Conclusions from KKE's armed struggle during WWII and from the struggle of DSE (Democratic Army of Greece), through the scope of the strategy of the international communist movement.

Speech by Eleni Bellou,
member of the PB of the CC of the KKE,
at the European Communist Initiative Meeting, Istanbul, 16-17/02/2019.

Every major historical anniversary is an opportunity to combine the investigation of historical events with the scientific analysis of the present, the investigation of the trends and the scientific laws of the future social evolution. In this way, not only did Historical Science but also many other social sciences develop, as well as the theoretical approach of the passage from capitalism to communism, the composite theory of scientific communism with its achievements but also its imperfections.

We therefore consider the 100th anniversary of the foundation of the Communist International (CI) in March 1919 which is commemorated at the Meeting of the Parties of the European Communist Initiative in Istanbul, on 16 and 17 February 2019, at the initiative of the Communist Party of Turkey, as an important opportunity in this direction.

This anniversary coincides with a period in which the KKE has advanced the study of its history for an important period of time, i.e. from its foundation to the beginning of the 1950s, to a whole new level. This period includes the crucial decade of the 1940s. We call it crucial because the imperialist World War II was conducted during this period also on the territory of Greece, where the KKE led the most important part of the armed resistance- anti-fascist -liberating struggle against the occupation troops through the organizations of the National Liberation Front (EAM), the Greek People's Liberation Army (ELAS), the United Panhellenic Organization of Youth (EPON) in Greece, and the Anti-Fascist Military Organization (ASO) in the Middle East.

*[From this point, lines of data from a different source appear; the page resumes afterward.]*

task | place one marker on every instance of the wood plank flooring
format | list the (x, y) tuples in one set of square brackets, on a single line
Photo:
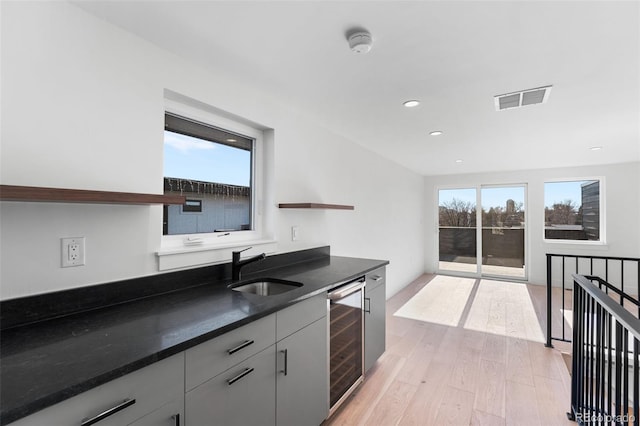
[(490, 368)]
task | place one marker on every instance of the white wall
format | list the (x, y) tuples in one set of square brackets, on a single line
[(622, 203), (82, 107)]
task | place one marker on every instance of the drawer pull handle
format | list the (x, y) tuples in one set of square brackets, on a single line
[(239, 376), (240, 346), (111, 411), (286, 361)]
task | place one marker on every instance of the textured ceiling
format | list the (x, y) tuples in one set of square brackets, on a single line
[(454, 56)]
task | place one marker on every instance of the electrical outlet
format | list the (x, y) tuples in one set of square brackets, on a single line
[(72, 251)]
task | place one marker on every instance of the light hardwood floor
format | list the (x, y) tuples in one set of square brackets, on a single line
[(485, 364)]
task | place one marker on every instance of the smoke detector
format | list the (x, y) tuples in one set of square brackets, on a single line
[(360, 41)]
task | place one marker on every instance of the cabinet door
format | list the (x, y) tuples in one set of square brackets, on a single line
[(128, 398), (302, 392), (170, 414), (374, 325), (243, 395)]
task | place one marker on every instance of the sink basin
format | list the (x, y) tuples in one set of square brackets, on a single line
[(265, 286)]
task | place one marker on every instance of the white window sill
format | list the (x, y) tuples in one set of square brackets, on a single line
[(203, 254)]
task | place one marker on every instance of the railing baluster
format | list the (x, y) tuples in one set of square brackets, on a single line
[(618, 400), (636, 388), (549, 302), (598, 384), (563, 290), (625, 371)]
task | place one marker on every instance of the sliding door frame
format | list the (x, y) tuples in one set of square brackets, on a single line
[(478, 274)]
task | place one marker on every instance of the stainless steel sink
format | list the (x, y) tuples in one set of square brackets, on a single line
[(265, 286)]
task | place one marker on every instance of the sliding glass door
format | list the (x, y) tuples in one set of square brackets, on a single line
[(457, 239), (503, 231), (486, 241)]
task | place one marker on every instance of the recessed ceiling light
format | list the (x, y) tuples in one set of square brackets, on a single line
[(412, 103)]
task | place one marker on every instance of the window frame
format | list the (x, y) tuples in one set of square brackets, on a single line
[(602, 213), (186, 243)]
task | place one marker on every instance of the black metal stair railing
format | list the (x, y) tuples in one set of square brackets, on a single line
[(620, 275), (606, 357)]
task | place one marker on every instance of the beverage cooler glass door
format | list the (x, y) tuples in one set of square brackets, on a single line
[(346, 361)]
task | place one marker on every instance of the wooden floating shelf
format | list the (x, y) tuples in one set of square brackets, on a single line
[(58, 195), (314, 206)]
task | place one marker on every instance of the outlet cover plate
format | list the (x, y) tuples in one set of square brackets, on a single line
[(72, 252)]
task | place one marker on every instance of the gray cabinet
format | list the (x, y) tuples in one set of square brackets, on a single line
[(153, 395), (243, 395), (302, 388), (374, 317), (170, 414), (302, 378)]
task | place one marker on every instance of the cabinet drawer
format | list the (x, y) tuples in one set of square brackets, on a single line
[(244, 395), (151, 387), (219, 354), (376, 278), (293, 318)]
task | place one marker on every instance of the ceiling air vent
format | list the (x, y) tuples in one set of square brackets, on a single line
[(522, 98)]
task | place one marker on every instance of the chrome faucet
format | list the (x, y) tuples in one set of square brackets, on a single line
[(237, 264)]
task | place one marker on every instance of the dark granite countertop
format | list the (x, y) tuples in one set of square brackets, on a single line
[(49, 361)]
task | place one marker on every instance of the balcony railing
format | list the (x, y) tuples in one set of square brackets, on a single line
[(619, 278), (606, 356)]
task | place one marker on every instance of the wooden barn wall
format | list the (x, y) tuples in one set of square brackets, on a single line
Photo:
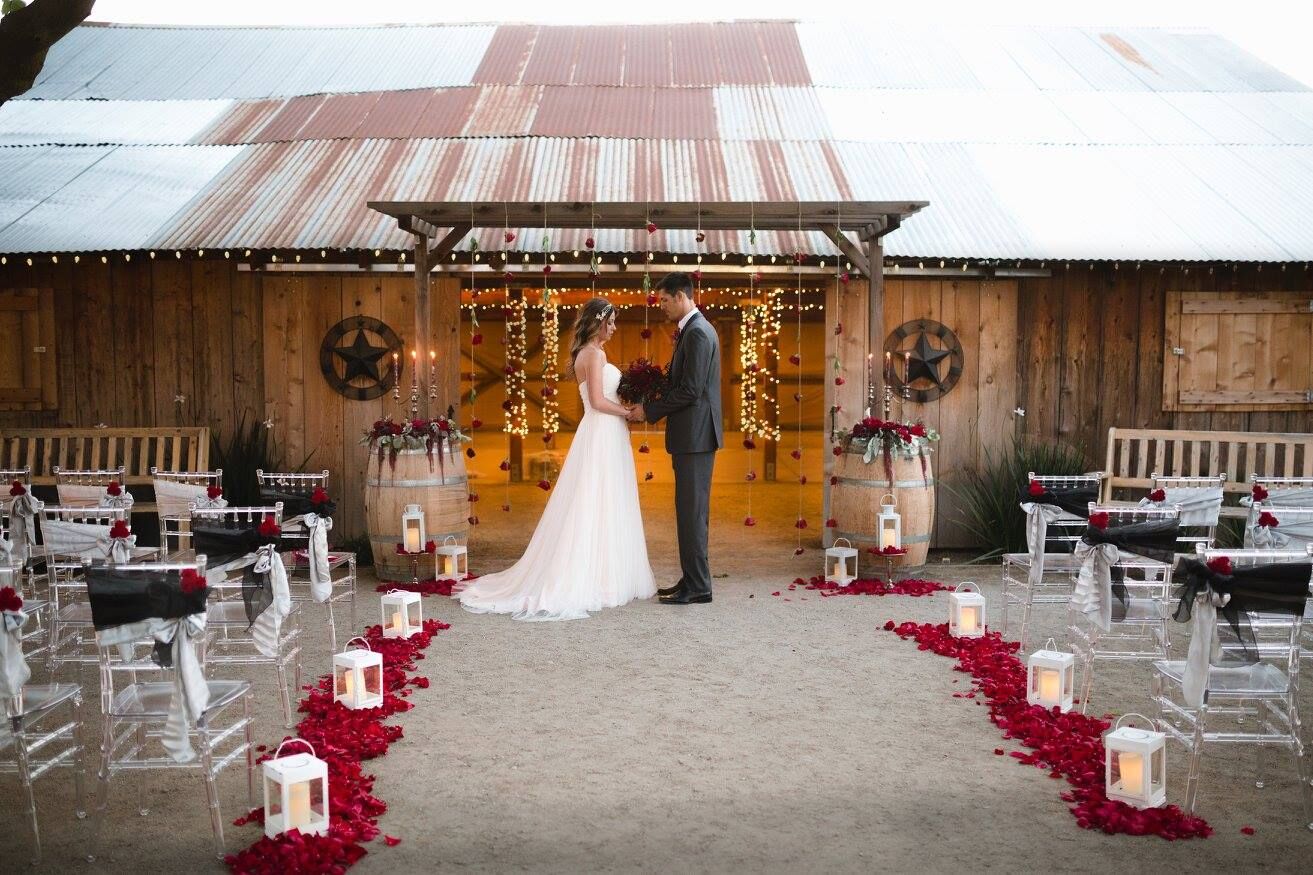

During the course of this struggle and especially during the period of the liberation, in October 1944, in Greece, conditions of a revolutionary situation were created, namely the conditions of a breakdown of the bourgeois power with a generalized economic and political crisis, with a weak functioning of the mechanisms of repression and the institutions of government which the bourgeoisie had in Greece, and therefore a weak ability to manipulate the workers'-peoples' majority.

On the other hand, the KKE held an important position and influence on the military, political and social organizations that dominated the liberated areas, but failed to exploit these conditions for a timely, properly planned confrontation with the bourgeois power, on its own initiative and aiming at the isolation of the bourgeoisie, its parties and foreign allies, to fight for the seizure of power. In other words, it did not manage to develop the armed liberation struggle into a socialist revolution in a conscious and planned way, a fact that cost the KKE and the social forces it represented - the working class, the poor peasantry and the intellectuals from the popular strata - a tough five years of armed attack by the bourgeoisie and its British-US allies, until they were able to re-establish bourgeois power.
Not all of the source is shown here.